The editor shows you 12 valuable hints already: Letting an array grow iteratively is very expensive. See this example:
x = [];
for k = 1:1e6
x(k) = rand;
end
The final array x need 8 MB only (8 bytes per element). But Matlab has to create a new vector in each iteration and copy the former contents to it. Theredfore Matlab has to request sum(1:1e6)*8 Bytes and copy sum(1:1e6-1)*8 Bytes. This is more than 4 Terabyte! Of course, this slows doen the procesing massively.
The solution is easy: Pre-allocation:
x = zeros(1, 1e6);
for k = 1:1e6
x(k) = rand;
end
Now Matlab allocates the final array with 8MB only and no further allocations or copies are required.
If you do not know the final size of your array, allocate the maximum posible size, if this matchs in your RAM and crop the array afterwards.
Another option is to allocate in chunks:
chunk = 1e3;
ix = 0;
nx = 0;
x = [];
for k = 1:1e6 * rand
ix = ix + 1;
if ix > nx
nx = nx + chunk;
x(nx) = 0; % Expands the array implicitly
end
x(ix) = rand;
end
x(ix + 1:nx) = []; % Crop unused memory
Prefer larger chunk sizes.
while nume/deno > octaveRatio
deno = deno*2;
end
while nume/deno > octaveRatio
deno = deno*currentPrime;
end
Seriously?

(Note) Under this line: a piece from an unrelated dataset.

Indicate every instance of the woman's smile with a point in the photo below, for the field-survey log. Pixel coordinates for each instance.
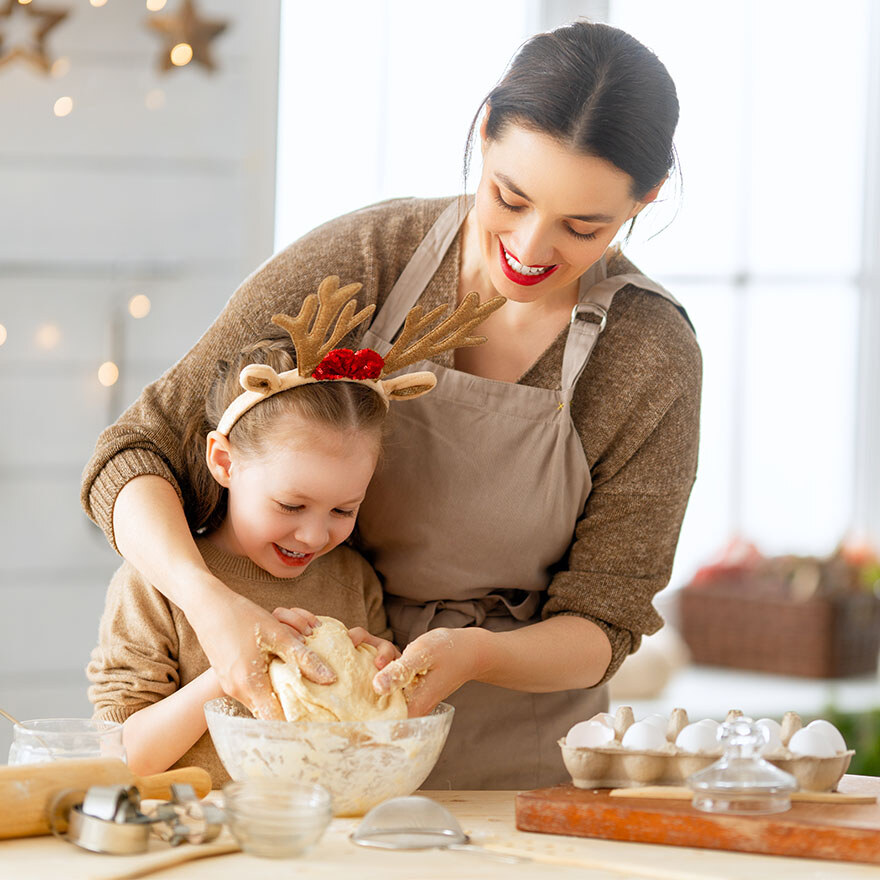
(520, 273)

There ius no need to do this in a loop.
This has a lot of overhead:
if ismember(fRatio,fRatioArray) == 0
Faster and nicer:
if ~any(fRatio == fRatioArray)
With replacing ismember by any(a==b), the code runs in 7.5 instead of 8.5 seconds in my Matlab R2018b.
Now use the profiler to find the bottleneck: gcd(). You can create a much faster tool omitting the smart features as array input, special treatment of integer types and so on:
function u = myGCD(a, b)
u = max(a, b);
v = min(a, b);
while v > 0
t = rem(u, v);
u = v;
v = t;
end
end
Using this instead of of Matlab's gcd() reduces the tun time to 2.4 seconds.
I do not understand the pile of tocs. You measure the time from the last start of the first loop, where tic is called. Is this really the correct timing for the output file?